Muhammad Mokaev is one of the best prospects in the sport — a 21-year-old with international wrestling experience, an unbeaten record through 29 amateur and professional fights, and a limitless upside.


He’s a five-tool prospect, a five-star recruit, and he’s making his second UFC start this weekend against promotional newcomer Charles Johnson.


Rarely do fighters with as much buzz and hype surrounding them live up to expectations the first time they step onto the big stage — the lights get to them, the pressure gets to them, the realization of one of their dreams impacts their performance.


Not Mokaev.


In his debut last March, “The Punisher” needed just 58 seconds to dispatch Cody Durden, hitting the American with a beautiful jumping knee in the center of the Octagon before snatching up his neck and securing a guillotine choke for the finish.

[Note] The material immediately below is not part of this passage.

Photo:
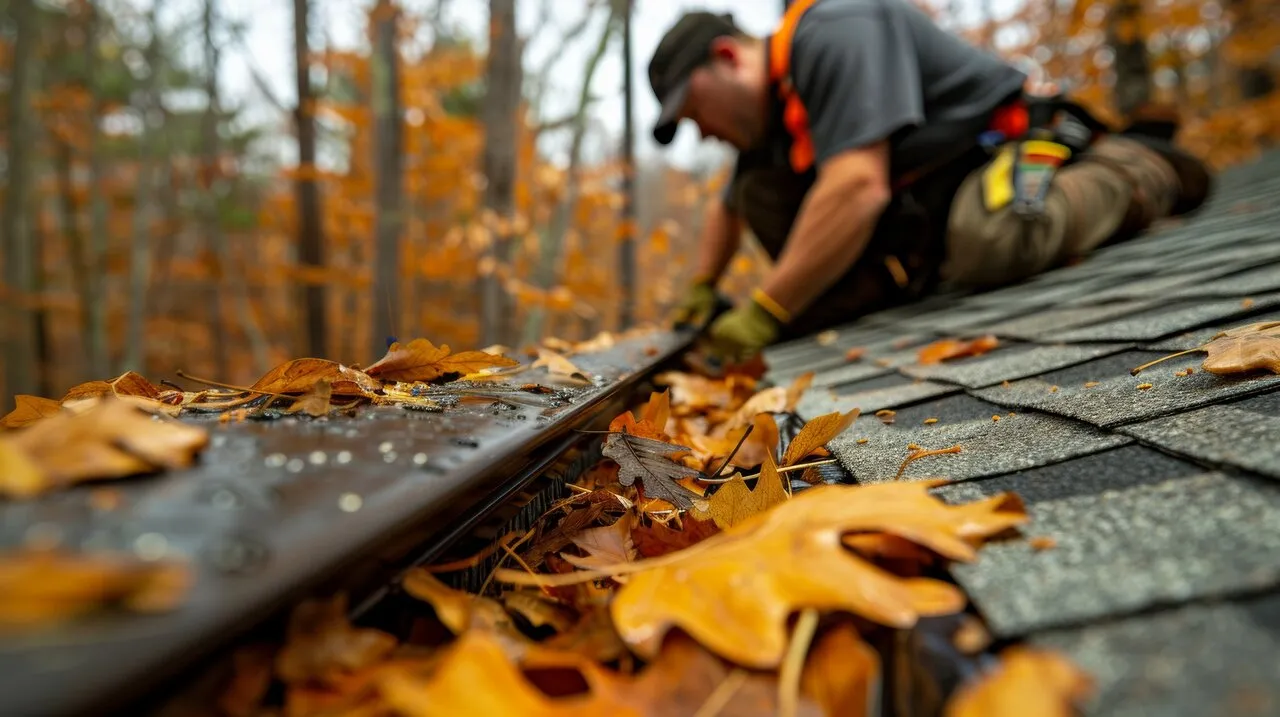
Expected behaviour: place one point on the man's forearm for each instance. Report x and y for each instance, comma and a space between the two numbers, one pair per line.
831, 232
721, 236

He smiled as he walked to the cage, winked as he got a dap from Bruce Buffer while being introduced, and breezed through the toughest test of his career like it was nothing, instantly validating his advanced billing.


Saturday’s encore against Johnson is another solid test — a date with a 31-year-old veteran that has won four straight and reigned as champion in one of the top American regional promotions, Legacy Fighting Alliance (LFA), for the last year, successfully defending his title twice.


Mokaev, who was raised in Wigan, has all the markings of a future UFC championship contender, and these initial early battles will help determine how quickly he gets there. While there is no need to rush the young flyweight, the fact of the matter is that the UFC may not have any choice but to hustle him through the ranks if he keeps dominating competition the way he did in his debut.